Facing the Flood: Assessing Metadata Quality on Washington’s Open Data Portal

Andrew Mckenna-Foster
Open Data Literacy
Published in
6 min readAug 25, 2019

Washington State’s open data portal (data.wa.gov) was launched around 2009 and is now one of the largest and more well-established state portals in the country. It currently contains over 800 datasets covering 14 categories. Any of the state’s 197 agencies can publish to the portal giving it a broad scope and making it a valuable resource for the state. However, there is no central quality control and while this laissez-faire system is likely a driver of the portal’s success, the consequence is a proliferation of poor-quality metadata. This has made finding the high-quality data more difficult and has reduced the reusability of datasets on the portal in general. The focus of my Open Data Literacy internship this summer was understanding the extent of the problem.

This dataset has some of the available metadata filled out.
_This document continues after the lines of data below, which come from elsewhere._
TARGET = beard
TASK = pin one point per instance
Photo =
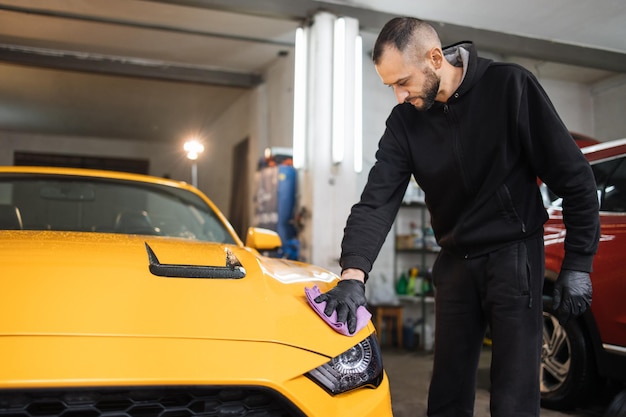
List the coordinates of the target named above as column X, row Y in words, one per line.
column 430, row 91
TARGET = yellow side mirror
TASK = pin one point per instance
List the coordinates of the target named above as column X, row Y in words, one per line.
column 262, row 239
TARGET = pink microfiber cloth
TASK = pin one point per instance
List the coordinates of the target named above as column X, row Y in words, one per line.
column 362, row 315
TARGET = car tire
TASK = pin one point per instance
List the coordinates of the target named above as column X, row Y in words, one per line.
column 567, row 370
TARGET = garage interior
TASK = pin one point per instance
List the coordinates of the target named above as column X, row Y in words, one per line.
column 124, row 83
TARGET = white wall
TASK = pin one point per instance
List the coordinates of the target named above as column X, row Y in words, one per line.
column 609, row 99
column 165, row 159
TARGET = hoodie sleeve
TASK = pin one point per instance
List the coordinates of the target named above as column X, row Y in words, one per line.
column 559, row 163
column 371, row 218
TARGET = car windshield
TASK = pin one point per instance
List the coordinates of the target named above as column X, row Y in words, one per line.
column 86, row 204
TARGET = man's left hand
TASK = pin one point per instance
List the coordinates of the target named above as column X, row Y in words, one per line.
column 572, row 294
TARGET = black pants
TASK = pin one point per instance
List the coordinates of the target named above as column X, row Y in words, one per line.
column 502, row 290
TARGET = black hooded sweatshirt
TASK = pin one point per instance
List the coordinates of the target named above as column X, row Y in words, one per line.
column 477, row 158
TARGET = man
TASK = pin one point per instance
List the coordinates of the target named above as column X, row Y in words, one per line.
column 476, row 134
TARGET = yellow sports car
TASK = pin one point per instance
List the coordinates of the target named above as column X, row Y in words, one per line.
column 129, row 295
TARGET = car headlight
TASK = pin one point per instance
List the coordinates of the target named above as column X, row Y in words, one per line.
column 359, row 366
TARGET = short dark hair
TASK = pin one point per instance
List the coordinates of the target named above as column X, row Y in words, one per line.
column 402, row 32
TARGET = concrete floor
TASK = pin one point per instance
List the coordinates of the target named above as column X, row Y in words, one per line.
column 409, row 374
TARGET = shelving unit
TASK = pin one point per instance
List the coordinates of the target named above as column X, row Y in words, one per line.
column 415, row 247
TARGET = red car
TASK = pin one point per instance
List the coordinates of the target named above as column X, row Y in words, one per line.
column 578, row 356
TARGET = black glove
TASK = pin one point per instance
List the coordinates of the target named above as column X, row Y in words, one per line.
column 346, row 298
column 572, row 294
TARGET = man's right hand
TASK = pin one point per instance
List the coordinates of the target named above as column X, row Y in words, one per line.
column 345, row 298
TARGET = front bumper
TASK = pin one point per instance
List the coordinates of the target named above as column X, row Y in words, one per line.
column 110, row 365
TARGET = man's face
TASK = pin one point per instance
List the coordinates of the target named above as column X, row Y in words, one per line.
column 410, row 82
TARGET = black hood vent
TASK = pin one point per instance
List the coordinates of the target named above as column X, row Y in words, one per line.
column 232, row 270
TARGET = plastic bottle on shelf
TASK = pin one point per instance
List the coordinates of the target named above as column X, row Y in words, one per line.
column 415, row 284
column 402, row 285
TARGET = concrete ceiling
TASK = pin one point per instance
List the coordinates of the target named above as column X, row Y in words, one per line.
column 159, row 69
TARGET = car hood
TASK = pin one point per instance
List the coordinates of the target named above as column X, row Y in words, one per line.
column 88, row 284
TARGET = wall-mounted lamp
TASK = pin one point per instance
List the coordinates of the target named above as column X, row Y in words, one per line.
column 193, row 148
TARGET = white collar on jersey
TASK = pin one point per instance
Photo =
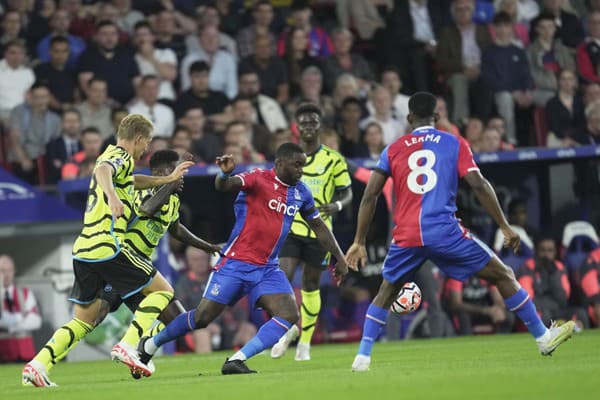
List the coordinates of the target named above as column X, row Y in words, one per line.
column 423, row 128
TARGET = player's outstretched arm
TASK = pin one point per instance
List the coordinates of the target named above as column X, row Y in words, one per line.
column 104, row 174
column 224, row 182
column 487, row 197
column 154, row 203
column 329, row 243
column 146, row 181
column 357, row 253
column 340, row 200
column 183, row 234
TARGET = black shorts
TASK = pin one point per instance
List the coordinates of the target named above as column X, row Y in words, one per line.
column 124, row 275
column 307, row 250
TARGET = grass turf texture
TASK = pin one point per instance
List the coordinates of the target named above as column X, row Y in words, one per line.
column 484, row 367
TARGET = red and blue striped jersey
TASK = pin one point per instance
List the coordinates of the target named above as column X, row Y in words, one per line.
column 425, row 166
column 264, row 211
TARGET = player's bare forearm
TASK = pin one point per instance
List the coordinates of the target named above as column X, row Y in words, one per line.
column 104, row 174
column 487, row 197
column 151, row 205
column 325, row 237
column 183, row 234
column 368, row 205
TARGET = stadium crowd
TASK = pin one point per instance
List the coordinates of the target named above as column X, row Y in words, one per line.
column 226, row 76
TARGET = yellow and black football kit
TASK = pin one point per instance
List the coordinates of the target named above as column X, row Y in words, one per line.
column 100, row 257
column 325, row 173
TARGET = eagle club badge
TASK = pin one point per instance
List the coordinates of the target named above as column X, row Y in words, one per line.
column 215, row 289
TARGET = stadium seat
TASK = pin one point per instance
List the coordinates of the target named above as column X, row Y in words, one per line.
column 579, row 238
column 510, row 258
column 541, row 128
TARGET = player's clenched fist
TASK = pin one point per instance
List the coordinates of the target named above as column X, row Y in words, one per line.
column 226, row 163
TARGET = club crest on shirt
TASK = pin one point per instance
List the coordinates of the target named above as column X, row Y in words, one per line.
column 215, row 289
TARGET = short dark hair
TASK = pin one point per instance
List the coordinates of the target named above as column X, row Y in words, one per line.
column 502, row 18
column 199, row 66
column 58, row 39
column 308, row 108
column 287, row 150
column 163, row 158
column 92, row 130
column 422, row 104
column 351, row 100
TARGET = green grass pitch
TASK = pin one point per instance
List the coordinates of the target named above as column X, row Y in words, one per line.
column 485, row 367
Consider this scenario. If you lived in Washington State and wanted to see some data on water quality tests, you might decide to bypass a Google search and head straight to data.wa.gov. However, a search for “water tests” will return over 500 results, many of which are pdf documents concerning lead tests in school water systems. Those documents, while very important, barely meet the first star of the five stars of open data. As savvy as you are, you filter the results to just datasets and get four results, one of which shows lead test data for all schools in the state. Not exactly what you started looking for but still interesting. Closer inspection shows that the metadata for that dataset is partially complete with a short description, the name of the owner, and the date updated. Those metadata are enough to convey what the data are about but there are still key pieces of information missing, such as how frequently the data are updated, what license the data are published under, and what each column in the dataset means (the data dictionary). These gaps might mean you still need to contact the dataset owner to get more information before using the data. As it turns out, despite missing those metadata elements, this dataset is one of the higher quality datasets available on data.wa.gov.

Data.wa.gov is not alone in its metadata problems; quality issues are a global problem in open government data portals. In 2016, the portal software company Socrata, on which data.wa.gov is built, surveyed developers on their perceptions of open government data (OGD) and found that over half thought that metadata is inconsistent between datasets, data is not up to date, and data is not clean or accurate.

To address metadata quality issues on data.wa.gov, the WA Office of the Chief Information Officer (OCIO), which manages data.wa.gov, approached the Washington State Library (WSL) and the Open Data Literacy program for help. My internship this summer was the first step in a potential partnership between the OCIO and the WSL to curate data.wa.gov to make it more usable.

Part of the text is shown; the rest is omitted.